Tag Archives: Kids

10 things.

This is a chain-blog-post that I was inspired by from News With Nipples at  http://newswithnipples.com/
I
 tell you 10 things that I love, and all my legions, nay hordes of regular commenters may even tell me ten things, or one thing, or whatever, that YOU love.

1. Books. I just love books way too much. I read when I feed the kids – I read when I watch tv – I read while I mend things (I’m quite good at holding books open with my toes). I have a book on a bookstand in the kitchen, and look up and read a paragraph here and there while I’m doing something easy, or a sentence here and there in between chopping!
I get a massive buzz finding a book I like in an op-shop. My first date with my husband was to a second-hand bookshop. I cannot go anywhere without a book in my handbag. I don’t even buy handbags without making sure that they will take a trade-paperback or hardcover.

2. I love food. I love reading about it (natch) and cooking. I like mixing spices. I like the smell of frying onions. I like the slipperiness of roasted capsicum. I like punching down dough for pizzas. However I am stupidly picky, so I try to be adventurous in my limited range. I like feeding people and seeing them go back for seconds. (Or, you know, feeling perfectly satisfied with firsts.)
I like writing recipes in the most ridiculously verbose and purple way that I can.

3.*Warning – Self-Pity Alert*
I love silly in-jokes that go on way past their use-by date, although that partly comes from feelings of always being a tag-along and not ever part of a ‘gang’…so in-jokes kind of make me feel like part of one. *sigh*

4. I love looking at my kids when they are asleep, they look so sweet and calm, with their thick eyelashes fanning over their round cheeks, and their hands curled up. And they are so lovely and quiet then, and not making a mess. Does that make me sound as though my ideal kids would be ones in some sort of museum display?

5. I love listening to my kids singing and humming along to songs. Especially when they are singing along to things like Bruce Molsky or Mumford and Sons in the car. So cute! “Oh, Man is a Guinea-Pig’ is a superb example of their versions of songs.

6. I love telling people my brother was asked to do an audition for Circus Oz. It makes up for all the brothers and sisters who regularly get public service jobs. (Of COURSE I am proud of you all too. REALLY.)

7. I love compliments. I like being told I am a good cook, or a good singer, or a good writer, or like the one I got today…
“Don’t even try to come up against Rhiannon in a head-to-head piratical eloquence showdown.”
How good a compliment is THAT.
I like giving compliments too. People should be appreciated!

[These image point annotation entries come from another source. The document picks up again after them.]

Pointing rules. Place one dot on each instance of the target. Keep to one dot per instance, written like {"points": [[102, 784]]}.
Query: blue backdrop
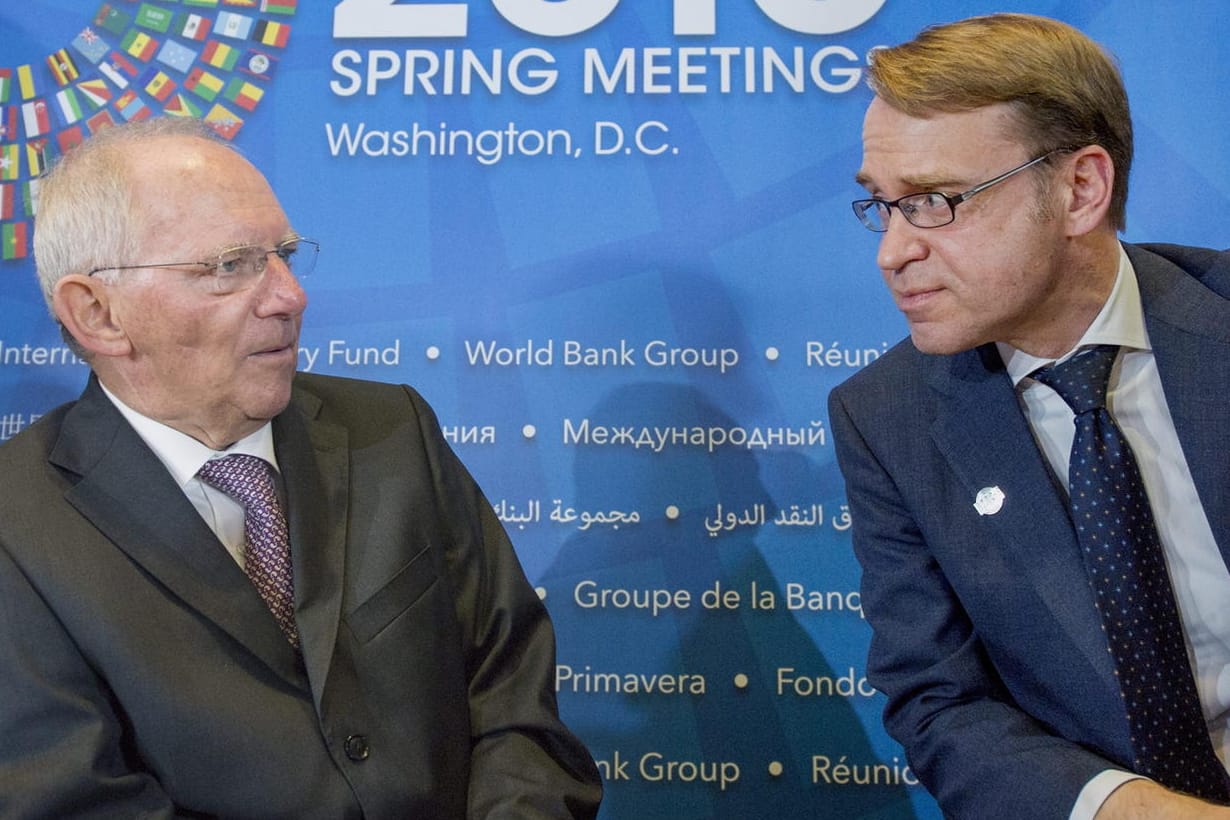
{"points": [[611, 244]]}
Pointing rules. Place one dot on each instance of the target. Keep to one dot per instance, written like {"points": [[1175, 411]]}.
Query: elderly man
{"points": [[1037, 476], [231, 590]]}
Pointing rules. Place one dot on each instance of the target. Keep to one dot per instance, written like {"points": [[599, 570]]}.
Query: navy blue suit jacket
{"points": [[142, 675], [987, 642]]}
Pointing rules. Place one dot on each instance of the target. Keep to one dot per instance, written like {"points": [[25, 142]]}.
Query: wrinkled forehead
{"points": [[193, 193]]}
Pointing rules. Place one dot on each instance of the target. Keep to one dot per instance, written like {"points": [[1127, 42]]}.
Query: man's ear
{"points": [[1091, 181], [83, 304]]}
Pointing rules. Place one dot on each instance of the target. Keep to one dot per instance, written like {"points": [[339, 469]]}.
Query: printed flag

8.I love the fact that my husband can fix nearly everything. (As in, repair, not ‘I’ll fix YOU.” kind of fixing.) Him too. I mean, I love my husband too, not just his fixing abilities.

9. I love watching birds. I don’t go anywhere specifically to see them, but if I am in Woy Woy and I see some pelicans on lightposts, or cormorants and darters and egrets on the waterfront, or swarms of ducks –  (Yes – it may not be the correct collective noun, but you try eating a pie on the waterfront, and you will see what I mean) it makes me happy. I was pretty stoked once when I was crossing the footbridge on the road into Woy2 and I looked down to see a cormorant diving – I got to watch it swimming around and nosing into weeds and rocks, underwater, directly below me. Awesome!
I like hanging out clothes on my deck and seeing sea eagles soaring past. I like hearing whipbirds and butcher birds. I even love hearing Koels at 2 am on sultry summer nights.
I live visiting Canberra again and seeing crimson rosellas and grass parrots.
I don’t actually like birds indoors though – they smell funny and get tangled in people’s hair and poo everywhere.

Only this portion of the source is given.